6.) Compass Learning.
Her teachers and I signed her up for a tutoring program that’s designed like a game, and tailored to each student-in-need’s specific problem areas within a given subject. (Hers is math. She dropped 60 points on the State Test from the beginning of the year - when the whole idea is to go up. Less because she truly struggles with the subject and more because she’s admitted to spending the majority of that class in particular passing notes to her friends -- when she isn’t caught up in the distraction of fighting with them. But she has some major catching-up to do.) She’s coming out of clarinet (which is something she’s wanted to do for a while anyway) to work on the program at school over that period, and she’ll do it for twenty minutes after she comes in for the night at home, too.
If she passes notes in school, she better hide it like hell from me. I took a look through her drawers one day, trying to find her brother’s medicated chap stick and in the biggest of all her vanity drawers, upward of like sixty notes, all folded into little squares just spilled out onto the floor as soon as I rolled it out.

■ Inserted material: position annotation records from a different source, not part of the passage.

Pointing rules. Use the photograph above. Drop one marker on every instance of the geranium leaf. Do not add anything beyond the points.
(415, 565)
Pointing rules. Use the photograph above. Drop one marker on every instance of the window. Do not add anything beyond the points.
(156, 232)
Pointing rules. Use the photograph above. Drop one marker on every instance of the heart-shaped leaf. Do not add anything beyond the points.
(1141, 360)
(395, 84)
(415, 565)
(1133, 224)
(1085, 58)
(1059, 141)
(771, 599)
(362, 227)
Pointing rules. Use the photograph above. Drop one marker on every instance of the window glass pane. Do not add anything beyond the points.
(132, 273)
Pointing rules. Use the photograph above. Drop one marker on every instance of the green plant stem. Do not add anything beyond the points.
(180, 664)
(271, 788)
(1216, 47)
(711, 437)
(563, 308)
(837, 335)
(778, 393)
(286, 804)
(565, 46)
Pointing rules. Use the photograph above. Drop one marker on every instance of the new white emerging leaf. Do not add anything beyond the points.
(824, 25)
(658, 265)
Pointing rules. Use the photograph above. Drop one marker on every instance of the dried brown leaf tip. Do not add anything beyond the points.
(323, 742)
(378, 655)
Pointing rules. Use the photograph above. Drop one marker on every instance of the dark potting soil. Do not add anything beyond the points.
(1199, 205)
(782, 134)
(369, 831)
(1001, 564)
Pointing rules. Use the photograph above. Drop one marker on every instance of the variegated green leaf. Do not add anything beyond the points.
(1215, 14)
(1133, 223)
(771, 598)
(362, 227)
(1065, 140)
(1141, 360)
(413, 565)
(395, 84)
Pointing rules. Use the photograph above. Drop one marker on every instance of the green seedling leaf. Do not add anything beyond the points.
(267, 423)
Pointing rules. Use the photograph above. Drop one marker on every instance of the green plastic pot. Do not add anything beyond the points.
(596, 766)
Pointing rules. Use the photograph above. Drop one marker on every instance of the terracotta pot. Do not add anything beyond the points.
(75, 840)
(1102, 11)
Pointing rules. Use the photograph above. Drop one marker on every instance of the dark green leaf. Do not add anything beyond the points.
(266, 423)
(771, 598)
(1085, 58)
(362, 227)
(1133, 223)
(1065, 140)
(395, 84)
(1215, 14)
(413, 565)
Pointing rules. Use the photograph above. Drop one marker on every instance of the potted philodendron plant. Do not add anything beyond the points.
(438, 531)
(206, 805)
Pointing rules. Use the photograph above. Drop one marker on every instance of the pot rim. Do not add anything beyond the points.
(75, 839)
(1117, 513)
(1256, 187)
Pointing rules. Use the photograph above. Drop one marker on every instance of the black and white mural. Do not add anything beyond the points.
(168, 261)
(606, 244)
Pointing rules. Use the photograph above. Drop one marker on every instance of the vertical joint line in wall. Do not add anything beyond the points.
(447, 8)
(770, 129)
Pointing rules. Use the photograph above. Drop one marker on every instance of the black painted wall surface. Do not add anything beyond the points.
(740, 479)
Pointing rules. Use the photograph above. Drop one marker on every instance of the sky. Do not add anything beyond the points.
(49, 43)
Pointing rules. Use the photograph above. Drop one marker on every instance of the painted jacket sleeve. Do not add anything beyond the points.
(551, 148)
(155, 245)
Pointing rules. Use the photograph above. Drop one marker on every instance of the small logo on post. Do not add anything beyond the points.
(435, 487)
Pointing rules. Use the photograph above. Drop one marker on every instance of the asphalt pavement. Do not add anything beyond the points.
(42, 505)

Never mind what she’s talking to her friends about, and that the language she’s using is deplorable -- with all of her time spent writing and responding to asinine notes about how to say the phrase, “suck my dick” in Spanish, it’s no wonder she’s not learning anything! For every single note I find from here on out, I get to pick a piece of clothing from her closet to donate. And you better believe I’ll be going straight for the American Eagle tops and skinny jeans first.
I don’t normally use this space to write about Mary. It’s a blog about our younger kids, mostly, because I’ve always felt like at her age, Mary deserved more privacy than that. Besides the fact that I’m questioning her right to the amount of privacy we’ve allowed her to have up until this point -- We’ve been instilling these new set of rules for three days now, and so far, every part of it has been incredible. Not just because I feel like it’s making a different for her, but because she’s enjoyed it. We all needed this. We really did. And I know that this shift in focus for us is going to lead to more good things I’m going to really want to remember.
I’d love to hear some input. How have you gone (or do you plan to go) the extra mile to instill family values into your own children. Any constructive advice? Believe me, I am all ears.